Но прежде чем предлагать сами записки, хочу хотя бы в двух словах сказать, как они ко мне попали. Дело было несколько лет назад. Я до сих пор ясно помню, как ехал ночным поездом в Хлынь. К полуночи, когда пассажиры наконец-то угомонились, я вынул из кармана письмо от моего старого друга, которого не видел целую вечность, и при тусклом свете ночника вновь и вновь перечитал его.
«Привет, Серега! — писал мой друг. — Мне плохо. Ужасно плохо. Порой мне даже кажется, что я схожу с ума. Ради бога, приезжай. Спаси меня. Только ты — одновременно друг и чужой человек — можешь разрешить мои сомнения. Тем, кто постоянно рядом, я не могу доверить свою тайну. Я не шучу. Все очень серьезно. Жду. Саня».
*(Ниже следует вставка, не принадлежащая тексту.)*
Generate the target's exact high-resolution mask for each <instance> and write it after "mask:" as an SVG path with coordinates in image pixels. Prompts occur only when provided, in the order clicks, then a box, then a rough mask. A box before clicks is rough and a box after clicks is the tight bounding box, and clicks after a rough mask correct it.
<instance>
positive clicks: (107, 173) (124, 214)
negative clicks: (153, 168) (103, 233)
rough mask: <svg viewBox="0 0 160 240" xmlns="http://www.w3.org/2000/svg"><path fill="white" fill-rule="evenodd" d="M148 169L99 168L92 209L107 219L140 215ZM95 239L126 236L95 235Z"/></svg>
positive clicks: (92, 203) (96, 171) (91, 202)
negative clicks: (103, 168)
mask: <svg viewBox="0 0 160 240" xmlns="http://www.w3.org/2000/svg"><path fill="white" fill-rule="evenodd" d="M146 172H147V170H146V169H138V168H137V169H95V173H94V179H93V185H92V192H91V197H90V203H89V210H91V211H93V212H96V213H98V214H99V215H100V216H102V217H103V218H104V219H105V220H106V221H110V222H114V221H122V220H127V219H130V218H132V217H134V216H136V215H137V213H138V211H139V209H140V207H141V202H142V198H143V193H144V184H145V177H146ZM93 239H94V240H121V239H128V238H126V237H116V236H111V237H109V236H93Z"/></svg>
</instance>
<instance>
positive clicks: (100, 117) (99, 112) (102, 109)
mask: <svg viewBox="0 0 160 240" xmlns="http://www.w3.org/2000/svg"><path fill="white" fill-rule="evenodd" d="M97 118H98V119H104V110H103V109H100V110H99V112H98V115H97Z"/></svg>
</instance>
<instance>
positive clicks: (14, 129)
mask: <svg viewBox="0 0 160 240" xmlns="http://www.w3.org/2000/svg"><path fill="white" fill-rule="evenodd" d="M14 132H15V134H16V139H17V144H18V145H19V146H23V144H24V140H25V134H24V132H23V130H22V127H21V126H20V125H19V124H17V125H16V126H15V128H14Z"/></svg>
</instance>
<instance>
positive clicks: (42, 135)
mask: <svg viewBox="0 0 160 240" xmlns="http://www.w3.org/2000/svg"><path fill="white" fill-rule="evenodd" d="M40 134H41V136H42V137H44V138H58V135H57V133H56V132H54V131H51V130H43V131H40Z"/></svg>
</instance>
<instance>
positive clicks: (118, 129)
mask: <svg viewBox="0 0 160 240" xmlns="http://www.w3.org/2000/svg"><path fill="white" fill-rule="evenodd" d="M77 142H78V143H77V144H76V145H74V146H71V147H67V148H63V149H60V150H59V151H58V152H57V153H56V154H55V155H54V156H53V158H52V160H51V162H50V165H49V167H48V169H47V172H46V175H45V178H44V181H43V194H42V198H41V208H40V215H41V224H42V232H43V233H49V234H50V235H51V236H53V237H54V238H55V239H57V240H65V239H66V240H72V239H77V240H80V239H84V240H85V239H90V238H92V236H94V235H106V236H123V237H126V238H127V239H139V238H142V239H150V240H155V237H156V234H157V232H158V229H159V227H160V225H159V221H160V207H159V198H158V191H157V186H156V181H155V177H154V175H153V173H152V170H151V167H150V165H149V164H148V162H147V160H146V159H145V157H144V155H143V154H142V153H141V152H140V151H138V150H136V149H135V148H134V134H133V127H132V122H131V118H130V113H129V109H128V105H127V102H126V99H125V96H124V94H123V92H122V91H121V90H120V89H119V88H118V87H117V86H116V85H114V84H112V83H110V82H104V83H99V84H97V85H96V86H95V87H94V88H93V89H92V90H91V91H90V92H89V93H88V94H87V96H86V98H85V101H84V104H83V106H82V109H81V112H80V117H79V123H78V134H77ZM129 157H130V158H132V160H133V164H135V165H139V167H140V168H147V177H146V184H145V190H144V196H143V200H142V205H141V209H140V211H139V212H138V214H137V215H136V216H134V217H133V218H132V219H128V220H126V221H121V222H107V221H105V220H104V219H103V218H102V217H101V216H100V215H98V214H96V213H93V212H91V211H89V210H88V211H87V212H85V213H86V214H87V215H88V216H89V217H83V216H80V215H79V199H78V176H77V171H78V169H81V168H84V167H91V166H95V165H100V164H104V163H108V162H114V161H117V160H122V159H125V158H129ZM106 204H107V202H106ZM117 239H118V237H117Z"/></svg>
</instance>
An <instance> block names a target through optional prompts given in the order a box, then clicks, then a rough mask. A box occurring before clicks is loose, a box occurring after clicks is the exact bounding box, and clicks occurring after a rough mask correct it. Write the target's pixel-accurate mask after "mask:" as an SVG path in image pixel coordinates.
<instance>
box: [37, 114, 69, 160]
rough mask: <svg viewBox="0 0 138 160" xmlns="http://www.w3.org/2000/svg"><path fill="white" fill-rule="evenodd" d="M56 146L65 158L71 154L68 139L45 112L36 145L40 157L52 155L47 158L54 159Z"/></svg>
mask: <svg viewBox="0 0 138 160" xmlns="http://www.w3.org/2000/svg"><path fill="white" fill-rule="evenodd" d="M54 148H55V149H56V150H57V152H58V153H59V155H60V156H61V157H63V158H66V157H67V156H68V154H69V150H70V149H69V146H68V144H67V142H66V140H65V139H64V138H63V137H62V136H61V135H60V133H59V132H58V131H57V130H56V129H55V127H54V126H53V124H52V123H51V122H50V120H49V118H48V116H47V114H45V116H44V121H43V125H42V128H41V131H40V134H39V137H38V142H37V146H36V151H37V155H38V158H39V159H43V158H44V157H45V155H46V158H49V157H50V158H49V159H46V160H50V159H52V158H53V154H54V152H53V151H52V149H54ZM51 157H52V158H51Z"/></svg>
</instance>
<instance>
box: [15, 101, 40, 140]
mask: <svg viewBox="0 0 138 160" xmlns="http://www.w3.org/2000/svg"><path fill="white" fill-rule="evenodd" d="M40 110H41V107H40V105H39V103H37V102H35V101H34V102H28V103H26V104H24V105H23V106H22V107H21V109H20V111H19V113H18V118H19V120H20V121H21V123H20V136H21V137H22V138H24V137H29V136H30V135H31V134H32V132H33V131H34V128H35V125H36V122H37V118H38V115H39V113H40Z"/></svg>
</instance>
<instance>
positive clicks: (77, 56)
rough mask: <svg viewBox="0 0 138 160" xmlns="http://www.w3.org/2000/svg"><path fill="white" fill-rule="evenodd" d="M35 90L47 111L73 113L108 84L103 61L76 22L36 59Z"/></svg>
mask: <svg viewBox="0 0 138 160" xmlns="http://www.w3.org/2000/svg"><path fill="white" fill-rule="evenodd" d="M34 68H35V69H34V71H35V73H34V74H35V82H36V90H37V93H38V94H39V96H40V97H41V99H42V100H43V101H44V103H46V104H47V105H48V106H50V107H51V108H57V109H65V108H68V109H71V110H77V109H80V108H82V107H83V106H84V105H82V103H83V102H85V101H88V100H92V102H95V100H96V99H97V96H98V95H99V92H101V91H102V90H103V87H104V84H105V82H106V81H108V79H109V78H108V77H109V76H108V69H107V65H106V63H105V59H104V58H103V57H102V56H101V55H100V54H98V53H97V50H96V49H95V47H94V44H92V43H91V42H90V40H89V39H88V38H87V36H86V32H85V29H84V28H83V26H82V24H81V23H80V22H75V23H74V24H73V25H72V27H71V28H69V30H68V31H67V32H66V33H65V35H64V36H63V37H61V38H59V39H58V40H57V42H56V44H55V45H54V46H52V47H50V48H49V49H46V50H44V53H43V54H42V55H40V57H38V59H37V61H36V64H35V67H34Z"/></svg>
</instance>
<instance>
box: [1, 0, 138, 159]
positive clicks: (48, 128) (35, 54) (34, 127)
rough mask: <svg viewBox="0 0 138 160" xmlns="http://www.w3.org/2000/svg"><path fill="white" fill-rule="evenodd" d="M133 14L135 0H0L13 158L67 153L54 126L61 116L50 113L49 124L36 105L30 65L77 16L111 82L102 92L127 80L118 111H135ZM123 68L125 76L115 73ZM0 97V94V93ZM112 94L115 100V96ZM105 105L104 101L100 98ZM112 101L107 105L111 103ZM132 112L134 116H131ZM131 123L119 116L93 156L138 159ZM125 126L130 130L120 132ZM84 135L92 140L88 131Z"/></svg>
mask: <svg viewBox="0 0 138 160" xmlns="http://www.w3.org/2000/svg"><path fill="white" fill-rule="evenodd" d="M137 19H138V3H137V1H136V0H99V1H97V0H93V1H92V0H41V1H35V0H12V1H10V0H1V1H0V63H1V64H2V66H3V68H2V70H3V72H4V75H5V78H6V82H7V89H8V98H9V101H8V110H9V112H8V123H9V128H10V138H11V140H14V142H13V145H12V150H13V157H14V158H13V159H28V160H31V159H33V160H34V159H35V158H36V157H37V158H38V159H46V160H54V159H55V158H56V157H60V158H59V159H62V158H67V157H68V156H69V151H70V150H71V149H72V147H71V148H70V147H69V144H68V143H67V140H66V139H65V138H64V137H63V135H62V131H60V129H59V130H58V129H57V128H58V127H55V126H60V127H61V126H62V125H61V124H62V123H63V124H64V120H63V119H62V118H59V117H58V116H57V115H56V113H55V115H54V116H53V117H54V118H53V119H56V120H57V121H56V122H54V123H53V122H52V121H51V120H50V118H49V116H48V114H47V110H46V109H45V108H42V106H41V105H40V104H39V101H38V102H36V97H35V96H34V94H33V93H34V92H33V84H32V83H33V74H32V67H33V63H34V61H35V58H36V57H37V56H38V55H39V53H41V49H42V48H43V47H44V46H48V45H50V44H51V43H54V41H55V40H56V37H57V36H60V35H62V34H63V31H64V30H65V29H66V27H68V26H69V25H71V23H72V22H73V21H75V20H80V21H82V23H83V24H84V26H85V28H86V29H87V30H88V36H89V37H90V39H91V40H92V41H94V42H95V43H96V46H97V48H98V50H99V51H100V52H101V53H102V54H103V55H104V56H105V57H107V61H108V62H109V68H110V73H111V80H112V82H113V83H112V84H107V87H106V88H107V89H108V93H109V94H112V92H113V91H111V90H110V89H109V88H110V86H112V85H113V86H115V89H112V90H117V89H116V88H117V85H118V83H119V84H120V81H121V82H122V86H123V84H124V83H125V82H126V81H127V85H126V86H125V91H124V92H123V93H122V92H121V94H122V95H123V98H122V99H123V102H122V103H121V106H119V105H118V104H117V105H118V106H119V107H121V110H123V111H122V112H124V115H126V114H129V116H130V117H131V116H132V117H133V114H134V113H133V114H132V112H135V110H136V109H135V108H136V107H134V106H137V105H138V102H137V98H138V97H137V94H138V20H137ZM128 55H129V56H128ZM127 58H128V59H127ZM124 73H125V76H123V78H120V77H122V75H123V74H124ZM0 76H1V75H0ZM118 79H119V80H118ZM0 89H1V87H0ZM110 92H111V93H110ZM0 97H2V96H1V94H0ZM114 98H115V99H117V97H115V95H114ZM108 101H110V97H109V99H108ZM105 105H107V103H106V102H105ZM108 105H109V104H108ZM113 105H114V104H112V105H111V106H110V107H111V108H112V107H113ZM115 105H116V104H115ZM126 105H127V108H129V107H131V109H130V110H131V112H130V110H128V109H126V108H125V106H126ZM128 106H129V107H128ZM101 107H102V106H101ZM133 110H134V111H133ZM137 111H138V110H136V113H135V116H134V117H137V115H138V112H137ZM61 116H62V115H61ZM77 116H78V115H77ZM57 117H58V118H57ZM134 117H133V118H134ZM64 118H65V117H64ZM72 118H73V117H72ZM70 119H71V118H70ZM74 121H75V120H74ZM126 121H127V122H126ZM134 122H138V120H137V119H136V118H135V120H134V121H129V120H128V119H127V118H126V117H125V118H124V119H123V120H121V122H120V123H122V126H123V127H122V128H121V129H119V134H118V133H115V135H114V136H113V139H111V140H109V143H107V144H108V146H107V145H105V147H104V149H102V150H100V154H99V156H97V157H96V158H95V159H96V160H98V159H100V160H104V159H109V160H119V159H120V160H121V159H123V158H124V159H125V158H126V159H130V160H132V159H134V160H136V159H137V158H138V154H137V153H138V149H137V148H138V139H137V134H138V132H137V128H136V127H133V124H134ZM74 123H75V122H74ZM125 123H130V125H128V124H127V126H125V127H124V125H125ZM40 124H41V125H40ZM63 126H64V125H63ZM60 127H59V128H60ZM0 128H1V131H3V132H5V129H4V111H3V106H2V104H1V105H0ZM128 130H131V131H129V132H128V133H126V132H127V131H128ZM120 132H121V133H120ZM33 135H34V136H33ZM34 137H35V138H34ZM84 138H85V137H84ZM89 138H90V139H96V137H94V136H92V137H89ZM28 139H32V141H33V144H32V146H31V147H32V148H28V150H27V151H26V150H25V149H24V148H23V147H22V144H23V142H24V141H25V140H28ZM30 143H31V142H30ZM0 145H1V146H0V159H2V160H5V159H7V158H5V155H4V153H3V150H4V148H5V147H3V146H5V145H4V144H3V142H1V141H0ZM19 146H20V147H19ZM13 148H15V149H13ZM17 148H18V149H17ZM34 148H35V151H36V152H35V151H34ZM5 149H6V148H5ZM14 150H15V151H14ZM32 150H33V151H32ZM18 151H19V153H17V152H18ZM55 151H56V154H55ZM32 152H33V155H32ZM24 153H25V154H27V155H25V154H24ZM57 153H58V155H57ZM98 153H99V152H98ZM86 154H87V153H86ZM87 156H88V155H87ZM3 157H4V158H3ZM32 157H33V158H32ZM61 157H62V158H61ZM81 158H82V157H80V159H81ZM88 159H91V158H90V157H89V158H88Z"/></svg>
Странное и тревожное было письмо, и, получив его, я не на шутку обеспокоился и в тот же день отправился в Хлынь. Не стану подробно распространяться, как добирался я до Саниного городка. Ночь поездом, потом несколько часов на автобусе среди зеленых полей и лесов. В огромных, словно пруды, лужах проселочной дороги автомобиль наш пробирался порой, как пароход. Через полчаса такого пути меня укачало, и, задремав, я очнулся уже в Хлы-ни. Широкая площадь открылась моему взгляду, разбитый асфальт, такие же, как на дороге, необозримые лужи, по которым плавали утки, поодаль — покосившиеся телеграфные столбы, провисшие провода. Напротив автобусной остановки увидел я магазин, старухи с пустыми сумками сидели на скамейке, пара подвыпивших мужиков в обнимку под деревом пели не пойми что… Привычная, милая сердцу картина. Выйдя из автобуса, я подошел к старухам и спросил больницу. Старухи наперебой принялись объяснять. Больница оказалась рядом, за парком вековых лип. Вскоре увидел я рубленый трехэтажный дом, старинный, барский, по всей видимости. Резные наличники, карнизы, профили шахматных коней над фронтонами. Теперь уже так не строят. Окна были открыты. Какой-то человек в очках, с бородкой, в белой докторской шапочке высунулся со второго этажа и махал мне рукой. С трудом признал я в сем человеке моего друга. Нетерпеливо поднялся я наверх. С печальной улыбкой, с распахнутыми для объятий руками поджидал меня Саня у дверей своего кабинета. Мы обнялись. С горечью разглядывал я его. Да, постарел, похудел, руки дрожат, в комнате накурено, валидол на столе.